Expectation: The optimizer rewrites the statement to: select max(o_clerk), min(o_clerk) from orders;
Expected execution plan:

mysql> explain select max(o_clerk), min(o_clerk) from orders;
+----------------------------+-------------+-----------+---------------+----------------------------------------------------------------------------------------+
| id                         | estRows     | task      | access object | operator info                                                                          |
+----------------------------+-------------+-----------+---------------+----------------------------------------------------------------------------------------+
| StreamAgg_16               | 1.00        | root      |               | funcs:max(Column#14)->Column#10, funcs:min(Column#15)->Column#11                       |
| └─TableReader_17           | 1.00        | root      |               | data:StreamAgg_8                                                                       |
|   └─StreamAgg_8            | 1.00        | cop[tikv] |               | funcs:max(tpch1.orders.o_clerk)->Column#14, funcs:min(tpch1.orders.o_clerk)->Column#15 |
|     └─TableFullScan_15     | 15000000.00 | cop[tikv] | table:orders  | keep order:false                                                                       |
+----------------------------+-------------+-----------+---------------+----------------------------------------------------------------------------------------+
4 rows in set (0.01 sec)

Can this type of issue be optimized and enhanced?

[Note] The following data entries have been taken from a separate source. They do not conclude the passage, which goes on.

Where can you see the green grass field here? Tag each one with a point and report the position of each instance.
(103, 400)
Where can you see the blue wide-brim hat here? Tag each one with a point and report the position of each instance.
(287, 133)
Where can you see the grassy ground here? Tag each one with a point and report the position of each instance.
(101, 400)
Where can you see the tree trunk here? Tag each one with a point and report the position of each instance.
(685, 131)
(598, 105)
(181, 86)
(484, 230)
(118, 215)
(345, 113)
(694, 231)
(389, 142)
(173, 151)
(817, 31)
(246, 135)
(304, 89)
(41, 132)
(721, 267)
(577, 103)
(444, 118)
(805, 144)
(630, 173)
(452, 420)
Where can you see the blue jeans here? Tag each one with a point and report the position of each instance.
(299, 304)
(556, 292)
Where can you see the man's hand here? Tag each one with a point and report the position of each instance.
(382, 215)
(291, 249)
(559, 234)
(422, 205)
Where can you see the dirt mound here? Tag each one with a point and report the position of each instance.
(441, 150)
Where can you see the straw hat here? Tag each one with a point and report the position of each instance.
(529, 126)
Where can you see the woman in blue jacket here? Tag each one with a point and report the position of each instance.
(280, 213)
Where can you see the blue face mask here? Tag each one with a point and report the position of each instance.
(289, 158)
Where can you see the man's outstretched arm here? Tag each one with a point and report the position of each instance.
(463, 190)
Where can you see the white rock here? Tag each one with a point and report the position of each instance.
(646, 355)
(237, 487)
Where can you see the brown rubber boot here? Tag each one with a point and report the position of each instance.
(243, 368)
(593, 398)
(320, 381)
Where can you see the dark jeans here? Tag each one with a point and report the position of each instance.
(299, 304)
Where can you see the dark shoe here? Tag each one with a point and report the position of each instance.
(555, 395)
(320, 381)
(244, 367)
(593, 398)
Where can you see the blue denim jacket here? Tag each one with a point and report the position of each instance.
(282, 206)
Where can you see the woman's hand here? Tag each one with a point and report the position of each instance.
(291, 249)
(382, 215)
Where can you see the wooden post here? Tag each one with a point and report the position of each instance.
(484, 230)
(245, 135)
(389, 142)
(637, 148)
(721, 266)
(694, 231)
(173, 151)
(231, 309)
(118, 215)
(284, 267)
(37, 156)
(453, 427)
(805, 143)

translator_bot · June 22, 2024, 6:59pm

| username: 我是咖啡哥 | Original post link

Still not that intelligent

translator_bot · June 22, 2024, 6:59pm

| username: tidb菜鸟一只 | Original post link

This is a classic subquery. It will definitely prioritize executing the part “select o_clerk from orders order by o_clerk desc” first…

translator_bot · June 22, 2024, 6:59pm

| username: 人如其名 | Original post link

The elimination of invalid associations also needs to be strengthened, as follows:

mysql> show create table customer \G
*************************** 1. row ***************************
       Table: customer
Create Table: CREATE TABLE `customer` (
  `C_CUSTKEY` bigint(20) NOT NULL,
  `C_NAME` varchar(25) NOT NULL,
  `C_ADDRESS` varchar(40) NOT NULL,
  `C_NATIONKEY` bigint(20) NOT NULL,
  `C_PHONE` char(15) NOT NULL,
  `C_ACCTBAL` decimal(15,2) NOT NULL,
  `C_MKTSEGMENT` char(10) NOT NULL,
  `C_COMMENT` varchar(117) NOT NULL,
  PRIMARY KEY (`C_CUSTKEY`) /*T![clustered_index] CLUSTERED */
) ENGINE=InnoDB DEFAULT CHARSET=utf8mb4 COLLATE=utf8mb4_bin
1 row in set (0.00 sec)

mysql> show create table nation \G
*************************** 1. row ***************************
       Table: nation
Create Table: CREATE TABLE `nation` (
  `N_NATIONKEY` bigint(20) NOT NULL,
  `N_NAME` char(25) NOT NULL,
  `N_REGIONKEY` bigint(20) NOT NULL,
  `N_COMMENT` varchar(152) DEFAULT NULL,
  PRIMARY KEY (`N_NATIONKEY`) /*T![clustered_index] CLUSTERED */
) ENGINE=InnoDB DEFAULT CHARSET=utf8mb4 COLLATE=utf8mb4_bin
1 row in set (0.00 sec)

mysql> explain select count(*) from customer a left join nation b on a.C_NATIONKEY=b.N_NATIONKEY;
+-------------------------------+------------+-----------+---------------+---------------------------------------------------------------------------------+
| id                            | estRows    | task      | access object | operator info                                                                   |
+-------------------------------+------------+-----------+---------------+---------------------------------------------------------------------------------+
| HashAgg_8                     | 1.00       | root      |               | funcs:count(1)->Column#13                                                       |
| └─HashJoin_19                 | 1500000.00 | root      |               | left outer join, equal:[eq(tpch.customer.c_nationkey, tpch.nation.n_nationkey)] |
|   ├─TableReader_24(Build)     | 25.00      | root      |               | data:TableFullScan_23                                                           |
|   │ └─TableFullScan_23        | 25.00      | cop[tikv] | table:b       | keep order:false, stats:pseudo                                                  |
|   └─TableReader_22(Probe)     | 1500000.00 | root      |               | data:TableFullScan_21                                                           |
|     └─TableFullScan_21        | 1500000.00 | cop[tikv] | table:a       | keep order:false                                                                |
+-------------------------------+------------+-----------+---------------+---------------------------------------------------------------------------------+
6 rows in set (0.00 sec)

In fact, since the N_NATIONKEY of the nation table is the primary key, it should directly use the primary key of the customer for the count. I hope this can also be optimized at the logical optimization level to eliminate the association.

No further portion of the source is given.